What, in your expert opinion, could I do next to remedy my situation? Rebuild the entire network from scratch? Replace the controller?

Thanks in advance!

PS: Not sure if helpful but here is a picture of the topology. The 2 red nodes are temporarily out-of-use: image

AlCalzone commented 11 months ago

Looking at that graph, I'm inclined to say the position of your controller may still not be ideal. Most of the nodes are not connected with 100 kbit/s. If changing the location does not help, you may want to look into setting priority routes. Those are routes that are always attempted first when sending a command to a device. It makes the most sense when forcing a direct connection at high speed. You can do that on the network map, select a node where you are relatively sure it should have a direct connection, select no repeaters and 100 kbit/s speed, then save the priority route and ping the device to confirm.

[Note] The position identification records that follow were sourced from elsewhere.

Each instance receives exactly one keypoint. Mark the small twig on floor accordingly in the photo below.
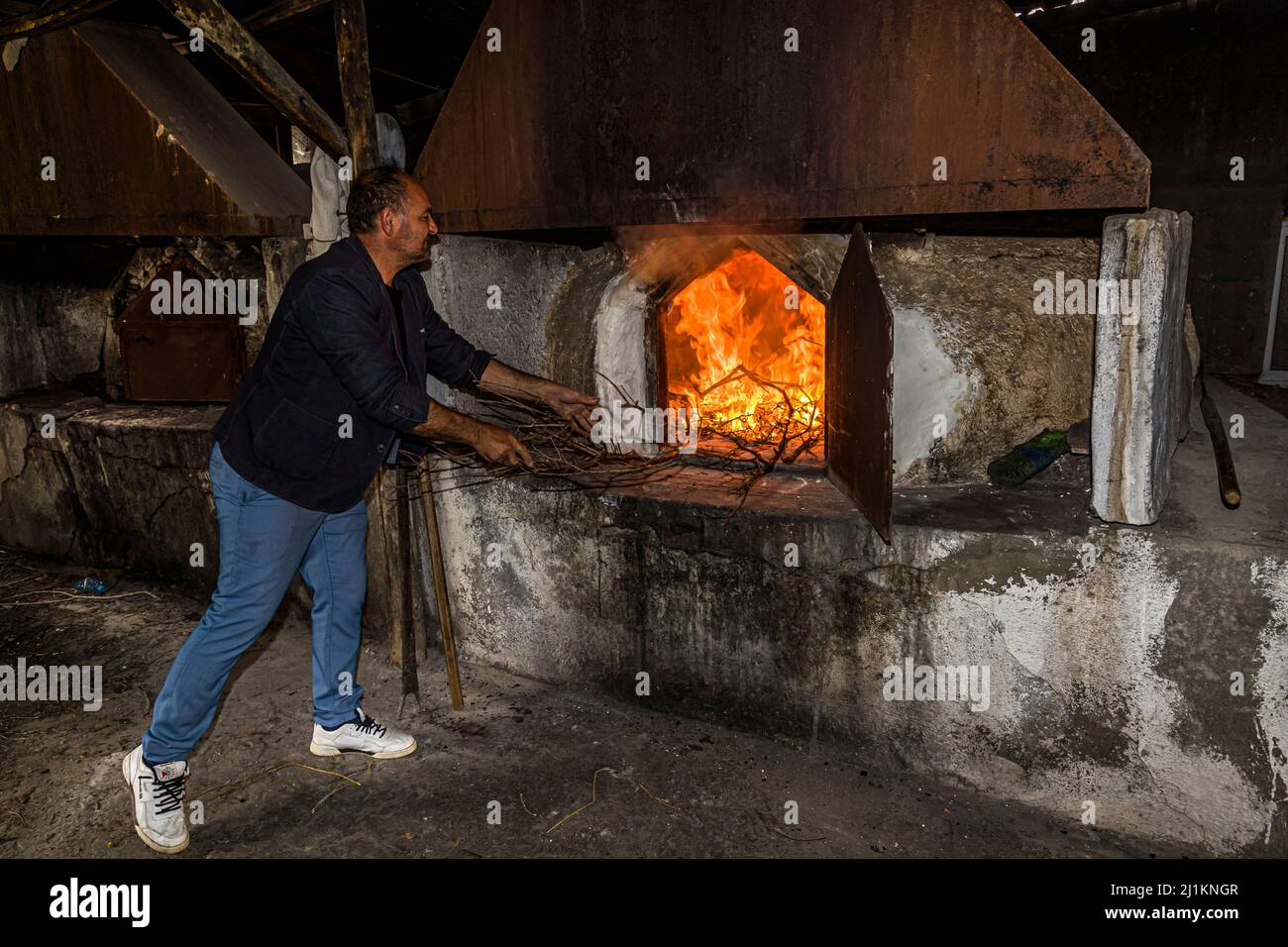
(797, 838)
(236, 784)
(11, 603)
(593, 792)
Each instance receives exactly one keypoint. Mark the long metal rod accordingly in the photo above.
(410, 682)
(445, 611)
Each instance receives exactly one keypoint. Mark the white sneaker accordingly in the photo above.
(368, 736)
(158, 793)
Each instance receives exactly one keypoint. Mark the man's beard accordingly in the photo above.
(413, 252)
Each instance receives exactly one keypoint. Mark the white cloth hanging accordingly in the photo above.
(331, 193)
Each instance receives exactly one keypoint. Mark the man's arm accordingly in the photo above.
(492, 444)
(567, 402)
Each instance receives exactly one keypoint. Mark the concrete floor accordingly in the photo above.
(666, 787)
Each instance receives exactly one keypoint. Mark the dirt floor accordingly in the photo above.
(665, 787)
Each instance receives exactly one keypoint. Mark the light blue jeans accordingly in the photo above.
(263, 541)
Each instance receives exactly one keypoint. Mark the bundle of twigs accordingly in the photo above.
(563, 457)
(567, 460)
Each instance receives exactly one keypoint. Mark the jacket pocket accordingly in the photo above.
(294, 442)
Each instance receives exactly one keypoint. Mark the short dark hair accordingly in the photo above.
(375, 189)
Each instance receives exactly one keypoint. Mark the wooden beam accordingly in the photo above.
(282, 13)
(257, 65)
(29, 20)
(360, 110)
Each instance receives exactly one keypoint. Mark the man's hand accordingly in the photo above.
(497, 446)
(492, 444)
(570, 403)
(567, 402)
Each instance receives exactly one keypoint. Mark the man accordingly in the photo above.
(339, 377)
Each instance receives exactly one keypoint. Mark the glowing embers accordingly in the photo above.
(743, 346)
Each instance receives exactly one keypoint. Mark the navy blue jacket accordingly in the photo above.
(330, 390)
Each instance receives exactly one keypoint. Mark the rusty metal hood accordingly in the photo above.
(141, 144)
(599, 114)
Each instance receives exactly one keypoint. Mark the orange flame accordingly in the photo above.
(741, 356)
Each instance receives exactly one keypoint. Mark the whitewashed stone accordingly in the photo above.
(1140, 382)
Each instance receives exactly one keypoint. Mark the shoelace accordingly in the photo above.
(370, 725)
(167, 793)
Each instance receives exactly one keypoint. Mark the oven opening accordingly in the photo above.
(743, 347)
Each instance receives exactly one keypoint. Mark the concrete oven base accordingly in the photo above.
(1115, 655)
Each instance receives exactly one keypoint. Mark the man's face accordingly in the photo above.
(413, 228)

If that helps, it may indirectly help your further-away devices too.

ZW090 Aeotec Gen5. I've been thinking for a while I should upgrade to a newer version, would that solve any of my issues?

Honestly, I'd currently not upgrade. The 700 series is a shitshow, especially in Europe, and upgrading to 800 series requires you to unpair and re-pair all your devices, at least for now.

niemyjski commented 11 months ago

Also, how does one set priority routes via ha?

AlCalzone commented 11 months ago

By using the Z-Wave JS UI addon ;)